Maiden Medicaid providers submitted $570,197 in billings for services categorized within the National Codes Established for State Medicaid Agencies in 2024, data from the U.S. Department of Health and Human Services Medicaid Provider Spending database shows. The amount reflected an 88.5% increase compared with 2023, when $302,453 was billed for the same group of services.
Medicaid, a public insurance program operated by each state and funded jointly by federal and state governments, covers low-income people and families, older adults, children, and individuals with disabilities. The program is a major component of the U.S. health system.
Since Medicaid is supported by taxpayers, shifts in billing amounts reflect how public health care spending is distributed within a community.
The National Codes Established for State Medicaid Agencies group represents Medicaid services defined by care type, following standardized HCPCS and CPT code groupings. For this report, each code was mapped to a single service category using consistent prefixes and numerical ranges, ensuring related services were analyzed together, double counting was avoided, and historical rankings remained accurate.
Medicaid spending increased across multiple categories, but in 2024, National Codes Established for State Medicaid Agencies led all other service groups by total Medicaid payments in Maiden.
Statewide in North Carolina, the National Codes Established for State Medicaid Agencies also ranked highest by total Medicaid payments in 2024.
Over the five years leading up to 2024, Medicaid payments to the National Codes Established for State Medicaid Agencies in Maiden climbed $344,302, or 152.4%. Certain periods saw notable year-over-year growth, particularly in 2020 and 2021.
Although services in this category were used throughout Maiden, a small number of ZIP codes saw the majority of payments. In 2024, ZIP code 28650 accounted for $570,197 in Medicaid payments tied to this category. The single top ZIP code represented 100% of Medicaid spending for these services in the city during the year.
Payments for the National Codes Established for State Medicaid Agencies group were also mostly distributed among a few individual billing codes.
Between 2024 and 2023, Medicaid payments in Maiden for National Codes Established for State Medicaid Agencies rose 88.5%. In comparison, payments across all Medicaid claim categories citywide increased 71.8% during that time.
The Centers for Medicare & Medicaid Services reports that federal and state Medicaid expenditures totaled about $871.7 billion in fiscal year 2023, making up nearly 18% of all U.S. health spending, a significant jump from roughly $613.5 billion in 2019, prior to the COVID-19 pandemic.
That increase amounts to growth of around 40% over a few years, primarily due to expanded enrollment and greater use of services during and after the pandemic.
Recent federal budget bills signed during the Trump administration included major proposals to reduce federal Medicaid support and change the program’s structure. One example is the “One Big Beautiful Bill Act,” enacted in 2025, which is expected to cut more than $1 trillion in federal Medicaid spending over 10 years. The law introduces measures such as work requirements and higher cost-sharing, which may reduce coverage or funding for certain beneficiaries.
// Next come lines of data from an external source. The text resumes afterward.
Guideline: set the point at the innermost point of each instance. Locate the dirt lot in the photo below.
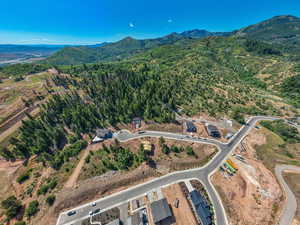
(252, 196)
(183, 214)
(293, 180)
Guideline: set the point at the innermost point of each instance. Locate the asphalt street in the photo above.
(203, 174)
(290, 206)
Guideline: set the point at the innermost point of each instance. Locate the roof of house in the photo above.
(211, 127)
(135, 219)
(137, 119)
(114, 222)
(160, 210)
(190, 125)
(102, 132)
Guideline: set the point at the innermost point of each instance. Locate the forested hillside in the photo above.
(217, 76)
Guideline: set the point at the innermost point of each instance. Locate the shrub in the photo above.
(23, 177)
These provisions are likely to shift a greater cost burden to states and slow federal Medicaid spending growth, even as enrollment remains high nationwide.
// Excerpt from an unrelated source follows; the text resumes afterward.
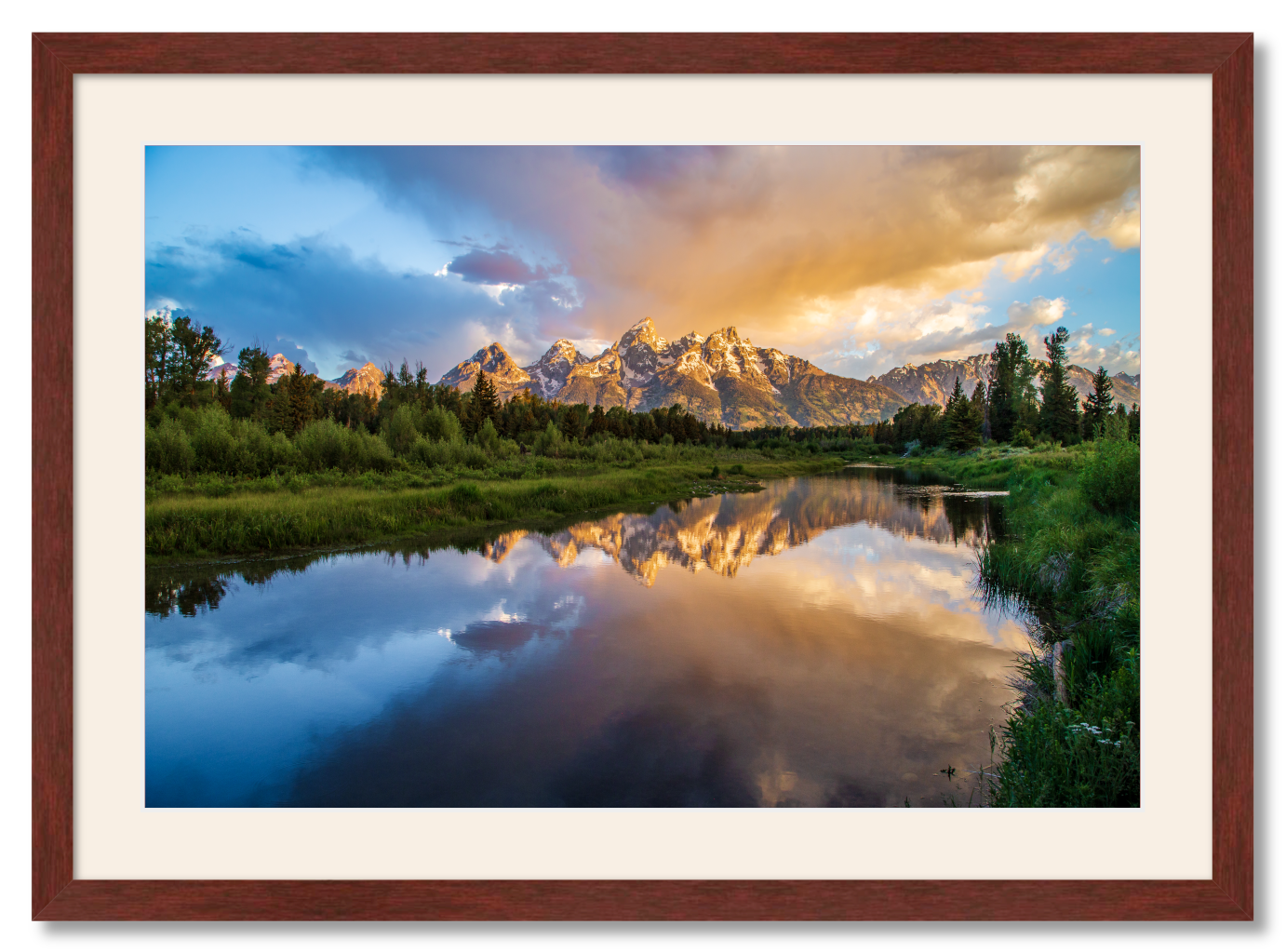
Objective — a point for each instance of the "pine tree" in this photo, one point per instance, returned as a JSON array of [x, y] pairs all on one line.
[[1060, 417], [485, 403], [1100, 404], [962, 430], [157, 349], [1009, 387], [194, 349], [300, 390]]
| Year | Total Medicaid Payments | % Change From Previous Year |
|---|---|---|
| 2020 | $225,894 | 130.2% |
| 2021 | $302,492 | 33.9% |
| 2022 | $256,786 | -15.1% |
| 2023 | $302,452 | 17.8% |
| 2024 | $570,197 | 88.5% |
| Rank | Category | Medicaid Payments | Share of City Total |
|---|---|---|---|
| 1 | National Codes Established for State Medicaid Agencies | $570,197 | 68.3% |
| 2 | Evaluation and Management | $226,338 | 27.1% |
| 3 | Dental Services | $29,405 | 3.5% |
| 4 | Medicine Services and Procedures | $5,819 | 0.7% |
| 5 | Temporary National Codes (Non-Medicare) | $2,512 | 0.3% |
| 6 | Surgery | $417 | <0.1% |
| 7 | Pathology and Laboratory Procedures | $239 | <0.1% |
| HCPCS Code | Description | Medicaid Payments | Claims |
|---|---|---|---|
| T1015 | Clinic service | $570,197 | 77 |
Note: HCPCS codes are shown for context within the category. Category totals and rankings in this article are based on standardized service groupings rather than individual billing codes.
Information in this article was obtained from the U.S. Department of Health and Human Services Medicaid Provider Spending database. The source data can be found here.